# Ahem men.. Flowers for V'Day



## Guest (Feb 11, 2008)

The AGR Shopping Mall shows a nice offer for 1-800 Flowers, but when you go to the fine print it appears to have expired on 1/15/08.

Does anyone know if this offer was extended?


----------



## Guest (Feb 12, 2008)

Right on time for this question, the AGR Winter2008 Newsletter arrived. On the back is "Earn 25 points per $1 with 1-800-Flowers.com". The details say that the offer expires 2/29/08 and the code is AMT5. It also says to visit amtrakguestrewards.com for complete terms and conditions. I suppose this is reliable information.


----------



## BobWeaver (Feb 12, 2008)

Guest said:


> Right on time for this question, the AGR Winter2008 Newsletter arrived. On the back is "Earn 25 points per $1 with 1-800-Flowers.com". The details say that the offer expires 2/29/08 and the code is AMT5. It also says to visit amtrakguestrewards.com for complete terms and conditions. I suppose this is reliable information.


Am I correct in assuming that to get these points, all I have to do is use the AGR Mastercard in the transaction?


----------



## Guest (Feb 12, 2008)

I don't know. I signed onto 1-800-Flowers through the AGR site and as I browsed the pages the Amtrak logo showed up at the top of every page. Amtrak seems to make you sign up for promotions. So, I wonder if the equivalent of "signing up" for this one is by using the AMT5 promotion code and going through the AGR site. Note that the AMT4 code is what shows in the AGR website detail for the promo that _expired_ 1/15/08.


----------



## WICT106 (Feb 13, 2008)

Now just why is it always the guy's responsibility to buy something that adds "romance" to the relationship? The older I get, the more that Valentine's Day sounds like "Mandatory Obligation" gift buying Day. <_<


----------



## Guest (Feb 13, 2008)

"why is it always the guy's responsibility to buy something that adds "romance" to the relationship"

Do you REALLY need an answer to this! Believe me, my husband brings home a certain earmarked catalog for the flip side of this coin. 

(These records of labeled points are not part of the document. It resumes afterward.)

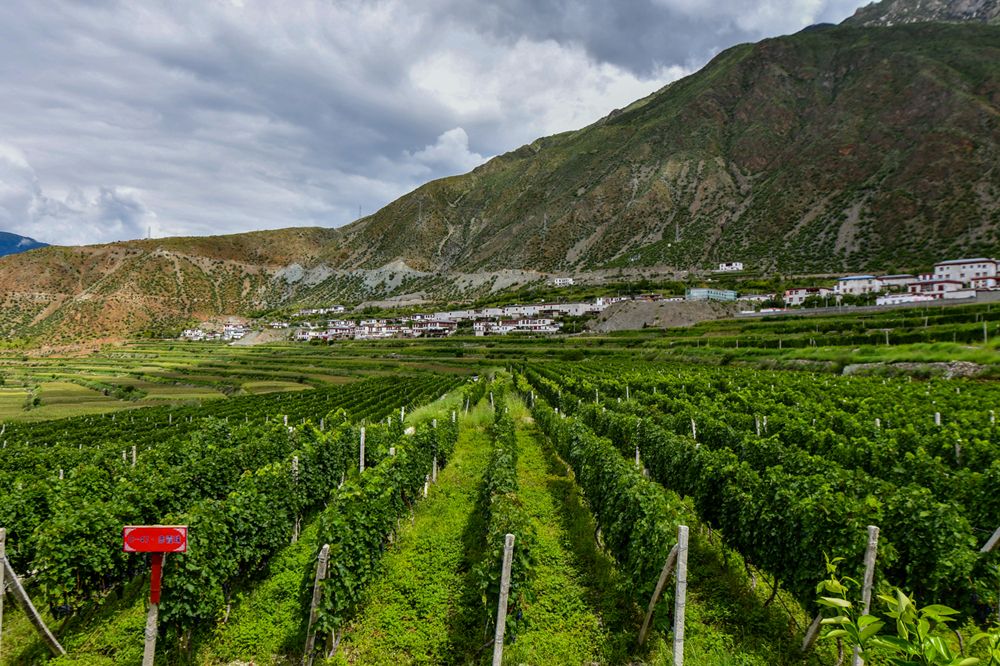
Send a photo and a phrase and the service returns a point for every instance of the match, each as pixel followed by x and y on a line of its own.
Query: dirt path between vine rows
pixel 420 606
pixel 572 613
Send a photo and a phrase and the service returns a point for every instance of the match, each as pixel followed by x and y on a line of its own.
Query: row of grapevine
pixel 504 514
pixel 785 509
pixel 66 526
pixel 637 518
pixel 363 513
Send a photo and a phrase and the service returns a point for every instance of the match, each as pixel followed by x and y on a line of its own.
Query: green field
pixel 773 457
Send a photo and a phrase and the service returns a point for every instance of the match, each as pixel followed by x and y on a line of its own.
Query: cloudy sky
pixel 211 116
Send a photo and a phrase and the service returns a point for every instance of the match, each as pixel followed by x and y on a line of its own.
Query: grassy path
pixel 572 617
pixel 421 610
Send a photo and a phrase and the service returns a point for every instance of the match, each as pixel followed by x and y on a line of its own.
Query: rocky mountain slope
pixel 896 12
pixel 854 147
pixel 14 244
pixel 844 148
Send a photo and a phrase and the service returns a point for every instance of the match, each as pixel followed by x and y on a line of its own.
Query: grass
pixel 266 624
pixel 573 616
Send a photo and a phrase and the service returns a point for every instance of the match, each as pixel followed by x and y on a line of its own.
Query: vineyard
pixel 601 510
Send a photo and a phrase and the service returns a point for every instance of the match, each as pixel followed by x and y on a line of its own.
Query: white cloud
pixel 109 213
pixel 213 117
pixel 449 153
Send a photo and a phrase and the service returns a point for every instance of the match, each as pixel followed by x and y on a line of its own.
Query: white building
pixel 855 285
pixel 940 288
pixel 899 299
pixel 757 298
pixel 900 281
pixel 799 295
pixel 965 270
pixel 234 331
pixel 985 282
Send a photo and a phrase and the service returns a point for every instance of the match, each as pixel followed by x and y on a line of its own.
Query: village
pixel 950 280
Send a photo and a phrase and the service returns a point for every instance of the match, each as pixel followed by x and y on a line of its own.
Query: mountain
pixel 843 148
pixel 13 244
pixel 896 12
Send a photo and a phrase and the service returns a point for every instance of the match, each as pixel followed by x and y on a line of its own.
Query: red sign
pixel 154 538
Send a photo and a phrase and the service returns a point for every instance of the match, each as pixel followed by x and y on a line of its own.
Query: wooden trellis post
pixel 361 457
pixel 680 596
pixel 29 609
pixel 324 556
pixel 866 590
pixel 501 628
pixel 676 559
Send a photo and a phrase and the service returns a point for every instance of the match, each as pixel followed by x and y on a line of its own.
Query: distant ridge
pixel 14 244
pixel 846 148
pixel 899 12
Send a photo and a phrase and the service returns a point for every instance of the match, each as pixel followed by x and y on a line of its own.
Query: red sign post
pixel 154 538
pixel 158 540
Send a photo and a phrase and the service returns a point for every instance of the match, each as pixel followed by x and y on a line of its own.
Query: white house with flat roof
pixel 799 295
pixel 937 288
pixel 965 270
pixel 899 281
pixel 855 285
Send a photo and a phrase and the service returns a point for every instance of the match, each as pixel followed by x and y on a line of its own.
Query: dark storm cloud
pixel 196 117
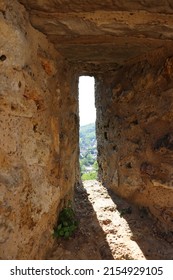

Back to trains, AGR and flowers...

I actually bought the flowers for Mom but most on the forum appear to be men. Using the link through AGR, but substituting AMT5 (AMT4 shows up automatically and then an error message appears- delete the AMT4 and insert AMT5 and things hop along) I hope to get for my $52 approx. 1335 miles (more or less). For later and in case an issue about points arises, I printed the pages showing Amtrak's logo at the top.


----------